Understanding of the interactions between a catalytic surface with reactants and intermediates under reaction conditions can be used to tailor catalytic surfaces for increased activity or selectivity. Moreover, the feasibility of a catalyst for commercial use depends partly on the activity of the catalyst in the presence of possible deactivants in the reactant stream.

However, in situ spectroscopic characterization of heterogeneous catalysts in aqueous systems has long been a challenge. While methods such as electron energy loss spectroscopy have been used successfully to monitor to the adsorption of compounds to model catalyst sites, they rely on ultra high vacuum environments. While FTIR coupled with ATR techniques can offer more realistic conditions, the penetration depth of such spectroscopy is on the bulk level, and signals produced suffer from the strong absorption of the aqueous environment. Surface-enhanced Raman spectroscopy (SERS) using gold nanoshells, on the other hand, could provide the requisite sensitivity for analyzing aqueous-phase catalyzed reactions. Au nanoshells (NS's) are a class of SERS substrates, whose surface plasmon resonance (SPR) can easily be tuned by modifying core particle size and shell thickness, resulting in signals up to 1014 times greater than normal Raman alone.

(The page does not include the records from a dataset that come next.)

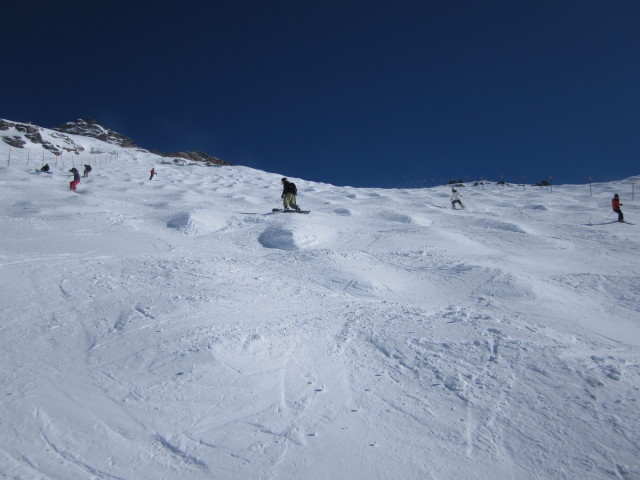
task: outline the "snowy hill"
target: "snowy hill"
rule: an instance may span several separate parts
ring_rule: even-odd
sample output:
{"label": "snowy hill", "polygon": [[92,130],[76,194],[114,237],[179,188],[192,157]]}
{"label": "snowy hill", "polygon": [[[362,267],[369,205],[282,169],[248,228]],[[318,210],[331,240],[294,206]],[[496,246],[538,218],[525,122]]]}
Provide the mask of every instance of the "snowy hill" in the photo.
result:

To determine the applicability of SERS using Au NS's for aqueous systems, we examined two systems. Recent efforts have shown that glycerol, a major byproduct of biofuels production, can be converted over Au catalysts in alkaline media with great selectivity to fine chemicals. Additionally, previous studies show that Pd-on-Au (Pd/Au) nanoparticle (NP) catalysts have been shown to be 70x more effective than conventional Pd catalysts in the hydrodechlorination of chlorinated ethylenes in groundwater. While mechanisms exist for these two reactions, they there is little spectroscopic proof.

In-situ SERS monitoring of aqueous glycerol oxidation over Au NS's

In this study, we report the in-situ time-resolved identification of adsorbates and reaction intermediates in the basic aqueous-phase oxidation reaction of glycerol via surface-enhanced Raman spectroscopy (SERS) over a Au nanoshell (NS) catalyst. Coupled with batch experiments using a Au/C catalyst, we gain important insights into the effect of pH and O2 on the surface reaction.

In-situ SERS monitoring of aqueous HDC over Pd-on-Au NS's

We also report the synthesis of Pd-decorated Au NS's to mimic the HDC catalytic behavior of Pd/Au NPs during SERS analysis. SERS spectral analysis indicates that chemisorption and HDC surface reaction events of dichloroethylene (DCE) probe molecule can be observed. It appears that 1,1-DCE adsorbs to the Pd catalyst via pi-bonding with Pd atoms on the surface, for example. The results of this study highlight the promising use of SERS spectroscopy of metal-catalyzed reactions in water in situ.

Kinetic deactivation study of Pd/Au NPs with chloride and sulfide

Finally, to test the feasibility of Pd/Au NPs for use in the field, we examined the effect of two common Pd deactivants found in groundwater, chloride and sulfide. Results show that the catalyst is completely resistant to chloride, while monometallic Pd NPs and Pd/Al2O3 deactivate to 30% its initial rate at the highest chloride concentration tested. Additionally, the Pd/Au catalyst show improved resistance to deactivation of sulfide. While the Pd catalysts deactivated at the theoretical limit of S:Pdsurf of 0.5, the Pd/Au NPs showed resistances of up to S:Pdsurf of 1.5. The resistance is found to be compositionally dependent, with higher Pd wt% catalysts deactivating more rapidly. Additionally, the shift in the deactivation profile from a linear decrease in rate with increasing S:Pdsurf for low Pd wt% catalysts to a nonlinear profile with higher Pd wt% suggests the formation of different active sites made of larger Pd ensembles for the higher wt% catalyst.